Facing up to financial life in modern-day America often involves tradeoffs between short-term and long-term goals.
For example, someone who is in urgent need of debt relief may try to just tough it out a little longer, rather than biting the bullet and filing for bankruptcy. Sometimes people do this, in part, because they’ve heard that filing bankruptcy can hurt their credit.
In this post, we will address that issue. Our point will be that a bankruptcy filing, by helping someone get out of debt, can be a helpful step in building better credit for the longer term.
To be sure, a bankruptcy filing does not help your credit score in the short term. Indeed, it may cause your credit score to take another hit.
Chances are, however, that if you are considering a bankruptcy filing because of unsustainable debt your credit score has already been compromised.
Moreover, there are ways to rebuild credit after bankruptcy, such as by starting with pre-paid debit cards. Indeed, it may even to possible to eventually qualify for a mortgage again. We discussed this issue last year in our October 30 post.

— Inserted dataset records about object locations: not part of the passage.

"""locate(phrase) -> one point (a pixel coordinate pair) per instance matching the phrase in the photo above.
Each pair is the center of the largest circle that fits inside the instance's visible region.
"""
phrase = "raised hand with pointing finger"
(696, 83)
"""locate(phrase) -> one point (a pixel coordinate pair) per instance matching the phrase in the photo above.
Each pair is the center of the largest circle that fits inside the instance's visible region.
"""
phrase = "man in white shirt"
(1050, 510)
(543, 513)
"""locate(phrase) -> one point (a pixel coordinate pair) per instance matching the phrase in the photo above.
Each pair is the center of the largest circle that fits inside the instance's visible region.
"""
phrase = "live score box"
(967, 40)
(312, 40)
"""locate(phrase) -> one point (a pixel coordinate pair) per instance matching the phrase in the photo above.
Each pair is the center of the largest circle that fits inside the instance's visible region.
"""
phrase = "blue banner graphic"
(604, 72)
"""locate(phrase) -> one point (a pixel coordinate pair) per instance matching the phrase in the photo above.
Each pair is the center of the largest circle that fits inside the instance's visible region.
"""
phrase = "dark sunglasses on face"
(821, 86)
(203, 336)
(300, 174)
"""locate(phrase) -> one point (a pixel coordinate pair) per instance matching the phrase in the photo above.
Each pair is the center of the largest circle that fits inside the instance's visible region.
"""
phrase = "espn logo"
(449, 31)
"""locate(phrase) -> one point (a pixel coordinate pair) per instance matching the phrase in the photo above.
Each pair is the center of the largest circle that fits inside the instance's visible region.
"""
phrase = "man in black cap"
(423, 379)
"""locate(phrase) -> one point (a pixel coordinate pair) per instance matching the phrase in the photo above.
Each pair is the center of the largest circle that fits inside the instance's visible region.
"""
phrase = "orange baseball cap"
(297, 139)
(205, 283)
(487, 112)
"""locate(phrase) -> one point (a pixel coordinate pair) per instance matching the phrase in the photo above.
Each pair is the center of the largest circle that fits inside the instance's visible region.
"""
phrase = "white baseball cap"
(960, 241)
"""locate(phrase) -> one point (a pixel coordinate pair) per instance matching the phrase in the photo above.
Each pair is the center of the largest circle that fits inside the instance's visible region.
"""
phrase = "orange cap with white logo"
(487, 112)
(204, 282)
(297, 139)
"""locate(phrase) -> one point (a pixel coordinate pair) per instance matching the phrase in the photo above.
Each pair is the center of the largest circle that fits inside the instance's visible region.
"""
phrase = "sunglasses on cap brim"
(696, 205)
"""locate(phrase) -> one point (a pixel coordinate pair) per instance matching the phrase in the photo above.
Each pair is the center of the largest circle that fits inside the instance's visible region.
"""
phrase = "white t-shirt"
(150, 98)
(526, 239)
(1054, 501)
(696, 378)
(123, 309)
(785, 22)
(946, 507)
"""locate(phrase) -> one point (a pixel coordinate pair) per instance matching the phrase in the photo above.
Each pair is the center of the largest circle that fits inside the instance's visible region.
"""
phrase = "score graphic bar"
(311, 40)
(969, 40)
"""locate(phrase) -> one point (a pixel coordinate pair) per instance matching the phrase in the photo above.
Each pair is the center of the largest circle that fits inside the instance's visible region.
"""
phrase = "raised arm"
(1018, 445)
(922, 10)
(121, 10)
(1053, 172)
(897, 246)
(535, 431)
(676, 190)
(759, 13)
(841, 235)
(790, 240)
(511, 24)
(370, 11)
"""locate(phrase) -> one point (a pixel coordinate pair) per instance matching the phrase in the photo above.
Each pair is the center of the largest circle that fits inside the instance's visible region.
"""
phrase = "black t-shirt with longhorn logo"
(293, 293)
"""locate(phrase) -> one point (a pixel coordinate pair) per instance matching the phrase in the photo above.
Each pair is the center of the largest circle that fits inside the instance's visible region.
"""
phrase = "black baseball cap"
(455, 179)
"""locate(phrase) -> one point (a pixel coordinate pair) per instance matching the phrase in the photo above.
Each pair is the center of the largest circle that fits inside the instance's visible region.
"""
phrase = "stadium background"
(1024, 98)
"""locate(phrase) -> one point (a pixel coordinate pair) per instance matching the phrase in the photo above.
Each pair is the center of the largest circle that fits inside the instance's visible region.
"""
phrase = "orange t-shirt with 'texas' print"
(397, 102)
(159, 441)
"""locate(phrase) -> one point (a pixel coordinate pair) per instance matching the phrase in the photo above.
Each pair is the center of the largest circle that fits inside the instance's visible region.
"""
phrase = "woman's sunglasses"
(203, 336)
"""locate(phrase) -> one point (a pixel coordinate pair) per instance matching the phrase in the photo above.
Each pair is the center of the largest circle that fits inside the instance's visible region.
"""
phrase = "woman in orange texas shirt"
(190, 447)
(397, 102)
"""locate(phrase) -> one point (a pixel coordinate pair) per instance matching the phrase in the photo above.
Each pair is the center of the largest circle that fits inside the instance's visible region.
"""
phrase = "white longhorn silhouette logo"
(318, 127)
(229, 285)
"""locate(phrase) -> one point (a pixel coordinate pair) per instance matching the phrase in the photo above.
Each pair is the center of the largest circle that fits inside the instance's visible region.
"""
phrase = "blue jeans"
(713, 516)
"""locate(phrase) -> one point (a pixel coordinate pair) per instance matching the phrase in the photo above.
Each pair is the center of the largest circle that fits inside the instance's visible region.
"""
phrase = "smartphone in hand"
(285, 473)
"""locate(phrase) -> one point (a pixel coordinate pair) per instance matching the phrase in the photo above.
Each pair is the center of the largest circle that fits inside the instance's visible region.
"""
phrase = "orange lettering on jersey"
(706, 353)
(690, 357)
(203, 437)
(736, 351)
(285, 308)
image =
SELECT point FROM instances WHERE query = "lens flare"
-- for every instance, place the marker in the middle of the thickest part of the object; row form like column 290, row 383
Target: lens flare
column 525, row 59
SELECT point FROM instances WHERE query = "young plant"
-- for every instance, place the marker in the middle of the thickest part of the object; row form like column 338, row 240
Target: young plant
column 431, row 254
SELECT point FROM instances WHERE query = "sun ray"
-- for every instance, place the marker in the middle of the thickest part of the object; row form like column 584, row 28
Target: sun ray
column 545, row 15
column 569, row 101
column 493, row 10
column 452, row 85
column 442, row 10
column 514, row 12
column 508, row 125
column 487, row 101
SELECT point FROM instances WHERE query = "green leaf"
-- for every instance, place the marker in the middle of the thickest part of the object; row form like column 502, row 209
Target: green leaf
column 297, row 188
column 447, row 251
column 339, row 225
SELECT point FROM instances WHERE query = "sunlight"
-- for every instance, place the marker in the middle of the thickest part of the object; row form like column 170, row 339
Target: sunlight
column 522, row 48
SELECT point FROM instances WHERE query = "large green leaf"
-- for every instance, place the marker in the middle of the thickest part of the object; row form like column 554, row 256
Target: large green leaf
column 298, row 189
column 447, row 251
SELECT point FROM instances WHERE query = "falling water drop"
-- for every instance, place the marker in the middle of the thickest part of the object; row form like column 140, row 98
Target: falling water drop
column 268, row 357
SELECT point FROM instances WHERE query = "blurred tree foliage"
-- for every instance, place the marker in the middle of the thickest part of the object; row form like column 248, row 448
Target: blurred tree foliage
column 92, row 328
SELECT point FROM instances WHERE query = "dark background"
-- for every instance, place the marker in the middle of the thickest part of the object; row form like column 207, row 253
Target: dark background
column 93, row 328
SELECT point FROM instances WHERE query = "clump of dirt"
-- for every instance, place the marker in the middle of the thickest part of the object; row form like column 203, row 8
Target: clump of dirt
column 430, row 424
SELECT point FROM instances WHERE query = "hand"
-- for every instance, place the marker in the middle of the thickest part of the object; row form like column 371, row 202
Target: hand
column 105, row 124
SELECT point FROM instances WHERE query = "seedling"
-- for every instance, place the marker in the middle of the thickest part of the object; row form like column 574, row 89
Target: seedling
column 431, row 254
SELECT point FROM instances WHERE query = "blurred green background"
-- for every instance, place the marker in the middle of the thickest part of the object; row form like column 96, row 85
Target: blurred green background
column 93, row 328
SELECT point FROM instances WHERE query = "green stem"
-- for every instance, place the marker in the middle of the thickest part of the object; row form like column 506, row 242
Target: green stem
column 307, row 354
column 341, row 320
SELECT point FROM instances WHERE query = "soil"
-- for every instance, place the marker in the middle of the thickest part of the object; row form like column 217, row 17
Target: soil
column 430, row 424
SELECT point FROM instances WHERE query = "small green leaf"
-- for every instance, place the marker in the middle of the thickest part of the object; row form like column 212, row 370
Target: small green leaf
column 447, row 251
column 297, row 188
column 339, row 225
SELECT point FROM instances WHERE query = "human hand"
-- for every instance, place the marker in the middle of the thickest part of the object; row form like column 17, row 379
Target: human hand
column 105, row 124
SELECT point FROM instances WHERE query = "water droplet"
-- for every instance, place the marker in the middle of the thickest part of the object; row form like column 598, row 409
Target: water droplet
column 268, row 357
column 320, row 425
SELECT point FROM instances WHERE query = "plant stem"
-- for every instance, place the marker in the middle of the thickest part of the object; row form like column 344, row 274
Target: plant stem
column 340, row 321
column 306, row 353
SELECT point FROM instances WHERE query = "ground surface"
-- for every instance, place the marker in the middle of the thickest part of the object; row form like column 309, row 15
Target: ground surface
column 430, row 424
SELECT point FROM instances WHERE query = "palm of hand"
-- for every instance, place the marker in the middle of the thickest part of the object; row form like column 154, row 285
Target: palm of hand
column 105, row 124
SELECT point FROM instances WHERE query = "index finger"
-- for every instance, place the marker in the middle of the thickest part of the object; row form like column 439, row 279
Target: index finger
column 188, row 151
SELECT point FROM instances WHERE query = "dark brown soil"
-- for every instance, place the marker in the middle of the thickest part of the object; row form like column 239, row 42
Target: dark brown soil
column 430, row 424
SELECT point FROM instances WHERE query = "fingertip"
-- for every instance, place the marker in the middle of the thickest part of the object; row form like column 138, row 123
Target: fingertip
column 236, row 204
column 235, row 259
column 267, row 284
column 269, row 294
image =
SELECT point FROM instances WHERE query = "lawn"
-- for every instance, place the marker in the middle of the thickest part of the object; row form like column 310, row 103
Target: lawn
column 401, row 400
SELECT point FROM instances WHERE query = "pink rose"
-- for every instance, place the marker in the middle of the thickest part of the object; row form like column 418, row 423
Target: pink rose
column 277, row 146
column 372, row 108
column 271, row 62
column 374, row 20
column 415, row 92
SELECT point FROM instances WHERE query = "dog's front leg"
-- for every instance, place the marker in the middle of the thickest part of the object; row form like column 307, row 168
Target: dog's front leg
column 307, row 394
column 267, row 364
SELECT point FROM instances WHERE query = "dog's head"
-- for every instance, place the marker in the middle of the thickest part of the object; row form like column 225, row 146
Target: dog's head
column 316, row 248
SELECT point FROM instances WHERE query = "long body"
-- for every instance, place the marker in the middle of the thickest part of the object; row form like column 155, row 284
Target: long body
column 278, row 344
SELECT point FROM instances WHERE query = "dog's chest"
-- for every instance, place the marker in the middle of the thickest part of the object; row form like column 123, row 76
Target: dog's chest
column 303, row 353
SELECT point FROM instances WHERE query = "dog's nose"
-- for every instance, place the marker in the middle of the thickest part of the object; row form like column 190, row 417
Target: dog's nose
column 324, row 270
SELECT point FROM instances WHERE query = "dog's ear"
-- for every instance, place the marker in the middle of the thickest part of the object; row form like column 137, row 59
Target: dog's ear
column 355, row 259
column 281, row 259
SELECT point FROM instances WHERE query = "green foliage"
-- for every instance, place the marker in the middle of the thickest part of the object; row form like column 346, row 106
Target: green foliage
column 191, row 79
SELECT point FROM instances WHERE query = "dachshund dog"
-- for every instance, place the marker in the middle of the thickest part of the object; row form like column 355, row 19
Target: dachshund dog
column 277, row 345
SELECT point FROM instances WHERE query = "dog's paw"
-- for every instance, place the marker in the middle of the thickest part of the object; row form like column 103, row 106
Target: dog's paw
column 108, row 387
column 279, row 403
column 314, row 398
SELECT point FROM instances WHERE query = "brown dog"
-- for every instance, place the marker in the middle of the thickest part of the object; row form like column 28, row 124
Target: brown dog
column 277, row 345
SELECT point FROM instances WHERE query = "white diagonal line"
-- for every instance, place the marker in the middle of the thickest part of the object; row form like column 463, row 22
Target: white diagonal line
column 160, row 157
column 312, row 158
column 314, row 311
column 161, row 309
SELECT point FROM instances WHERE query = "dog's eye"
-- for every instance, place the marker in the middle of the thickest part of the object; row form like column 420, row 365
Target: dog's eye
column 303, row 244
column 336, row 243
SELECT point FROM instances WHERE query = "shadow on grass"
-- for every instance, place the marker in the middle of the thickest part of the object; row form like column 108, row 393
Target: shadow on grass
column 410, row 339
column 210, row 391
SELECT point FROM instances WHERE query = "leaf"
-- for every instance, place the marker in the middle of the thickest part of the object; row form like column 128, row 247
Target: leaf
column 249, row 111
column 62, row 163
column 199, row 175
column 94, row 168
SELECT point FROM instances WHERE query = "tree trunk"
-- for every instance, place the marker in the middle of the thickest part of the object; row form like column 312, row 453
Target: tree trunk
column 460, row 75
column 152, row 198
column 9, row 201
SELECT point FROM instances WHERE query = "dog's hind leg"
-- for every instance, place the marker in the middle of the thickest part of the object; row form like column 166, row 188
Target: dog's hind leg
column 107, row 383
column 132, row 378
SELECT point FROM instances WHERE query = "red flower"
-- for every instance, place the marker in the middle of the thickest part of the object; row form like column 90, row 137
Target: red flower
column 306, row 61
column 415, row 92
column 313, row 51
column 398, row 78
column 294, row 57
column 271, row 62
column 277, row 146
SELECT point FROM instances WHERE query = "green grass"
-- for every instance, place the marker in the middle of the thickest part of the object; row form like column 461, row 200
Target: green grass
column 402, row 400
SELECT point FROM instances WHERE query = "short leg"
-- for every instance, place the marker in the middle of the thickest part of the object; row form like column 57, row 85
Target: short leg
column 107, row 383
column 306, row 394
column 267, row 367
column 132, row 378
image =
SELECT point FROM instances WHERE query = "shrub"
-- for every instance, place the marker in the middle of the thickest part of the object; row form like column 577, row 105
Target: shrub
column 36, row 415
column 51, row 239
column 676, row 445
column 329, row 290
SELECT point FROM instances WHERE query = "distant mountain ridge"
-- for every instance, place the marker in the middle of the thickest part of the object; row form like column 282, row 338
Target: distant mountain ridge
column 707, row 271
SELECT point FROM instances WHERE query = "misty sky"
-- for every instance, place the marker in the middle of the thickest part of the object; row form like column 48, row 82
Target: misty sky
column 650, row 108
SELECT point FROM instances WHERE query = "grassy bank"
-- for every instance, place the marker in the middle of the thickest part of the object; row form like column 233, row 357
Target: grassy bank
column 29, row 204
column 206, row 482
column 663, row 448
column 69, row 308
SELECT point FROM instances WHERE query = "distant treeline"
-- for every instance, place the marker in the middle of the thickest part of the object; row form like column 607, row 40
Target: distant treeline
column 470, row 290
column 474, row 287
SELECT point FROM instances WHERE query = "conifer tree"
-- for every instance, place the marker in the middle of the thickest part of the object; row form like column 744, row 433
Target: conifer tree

In short, a past bankruptcy is not necessarily something that will continue to haunt you. If you are taking the right steps to rebuild credit and move forward, the debt relief that bankruptcy provides can help you get the fresh start that bankruptcy law is intended to provide.
Of course, you still need to manage your finances prudently. But keeping tabs on your credit scores after bankruptcy can be a useful tool that helps you maintain fiscal discipline and get back on a firmer financial footing.